Advertisement

PRO FOOTBALL / Week 9 : Fencik Feeling Right at Home Amid Mayhem : Chicago Bear Zoo Doesn’t Have Ivy Leaguer Climbing the Walls

Share
Times Staff Writer,

The Chicago Bears, of course, are outrageousness. Their quarterback’s greased-up hair these days sticks straight up like the needles on a porcupine’s back. Life must be fun being Jim McMahon.

The folk hero of a season ago, William Perry, this year has ballooned into a full side-by-side refrigerator/freezer.

He brought home a lot of bacon in the off-season. Ate quite a bit of it too.

The coach and quarterback both wrote books during the spring and don’t speak to one another. One linebacker’s mouth flows like a running faucet.

Advertisement

Somehow, free safety Gary Fencik just doesn’t seem to belong with the free spirits currently holed up in the Chicago Bear Zoo.

Fencik is a Yale man, true and blue. There’s talk of him running for mayor of Chicago someday. He has a master’s degree and is a member of the Illinois Banking Board.

The only difference between Fencik and Thurston Howell III is that Fencik can numb a fullback with a tackle.

But aren’t the Bears great theatre, lovey?

“It’s constant entertainment,” said Fencik, in his 11th season. “You can pick your characters, whether it’s Jim McMahon or The Fridge. It’s just an entertaining group of people to be with. It makes the day go by easier.”

And while Fencik may not appear to belong in this cast of zanies, he said he feels right at home as a member of the Super Bowl champions, who play host to the Rams Monday night in Soldier Field.

Fencik, yes, is different from the rest, but not distant.

“The spectrum is large,” he said of the range of personalities. “I don’t know how I fit in, but I’m just glad that I am part of the group. . . . The key thing is that this group is very close. And while there are cliques on every team, there are basically no people on this team that are disliked or that the majority of people would rather not have here.”

Advertisement

Make no mistake about it, Fencik is a football player first. And he’s waited years for the success the Bears are now enjoying.

Fencik was for so long a star in a good Bears’ defense that never went anywhere but home for Christmas.

Fencik made the Pro Bowl after the 1981 and 1982 seasons and has 36 career interceptions, one short of the all-time team record.

He was a wide receiver at Yale and was only a 10th-round pick by Miami in 1976. The Bears signed Fencik as a free agent after the Dolphins released him in training camp.

But the success of the Bears’ Super Bowl victory last season has launched Fencik to new heights of popularity. His Ivy League good looks recently earned him a cover shot and story in Gentlemen’s Quarterly magazine.

And now there’s talk of a political career after his playing days. The head of the Republican Party in Cook County, Ill., recently mentioned Fencik as a possible opponent of Chicago Mayor Harold Washington.

Advertisement

Fencik isn’t sure how serious the idea was, though.

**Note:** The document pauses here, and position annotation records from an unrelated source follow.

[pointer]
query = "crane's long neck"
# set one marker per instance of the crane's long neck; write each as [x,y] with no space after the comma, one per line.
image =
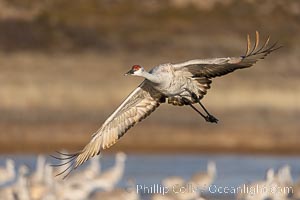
[151,77]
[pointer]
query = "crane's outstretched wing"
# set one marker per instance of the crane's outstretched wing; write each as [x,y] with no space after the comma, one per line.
[137,106]
[211,68]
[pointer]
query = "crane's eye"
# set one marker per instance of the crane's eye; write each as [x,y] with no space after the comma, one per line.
[136,67]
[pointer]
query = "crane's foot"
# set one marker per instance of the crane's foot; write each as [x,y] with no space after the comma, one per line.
[211,118]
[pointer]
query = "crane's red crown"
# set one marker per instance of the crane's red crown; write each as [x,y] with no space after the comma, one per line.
[136,67]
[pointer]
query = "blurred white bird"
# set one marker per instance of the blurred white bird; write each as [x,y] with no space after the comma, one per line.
[205,179]
[8,173]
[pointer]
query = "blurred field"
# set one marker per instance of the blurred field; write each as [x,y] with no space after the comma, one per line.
[62,66]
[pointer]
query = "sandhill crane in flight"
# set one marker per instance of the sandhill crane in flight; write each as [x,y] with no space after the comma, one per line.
[177,84]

“I think it’s an honor for anyone,” Fencik said. “Particularly since the quotation came from a person who is involved in politics and is a member of the GOP party here in Illinois. It’s an honor to be considered, even if it was a throw-away name. I’d have to say that I would give it some consideration, but certainly not while I’m playing football.”

Fencik has become a regular yuppie in the Bears’ defensive secondary. He’s young, urban and professional, which complements nicely his ability to separate a football helmet from a head.

But it’s not a moniker with which he’d like to be associated.

“I don’t think anyone considers a yuppie anything but a derogatory term,” Fencik said. “But it’s something I don’t think too seriously about, one way or another. But I happen to be one of the few guys that lives in the city, so I’m the only guy you can start out saying is urban. Most of the guys live in the suburbs.”

And some, you might say, reside in a land even farther out than that.

Which is, of course, what makes football so much fun for Fencik these days.

And, argyle socks aside, is he really that much different from the rest?

“I really think I’m the type of guy who fits into a (Coach) Mike Ditka system pretty well,” Fencik said. “All he asks for is for someone to play really hard. He considers me an overachiever, and I guess after 11 years I’d be hard pressed to say that that wouldn’t be one of my attributes.”

Sounds like a campaign slogan, perhaps. “I’m getting to the end of the hour glass,” he said of his football career. “I’ve been on a year-to-year basis for several years. I recently signed a two-year contract. I expect that would be the far edge of the limit.”

Who knows? Then it might be Mayor Fencik. And Police Commissioner McMahon. And William Perry, head of the Dept. of Weights and Measures.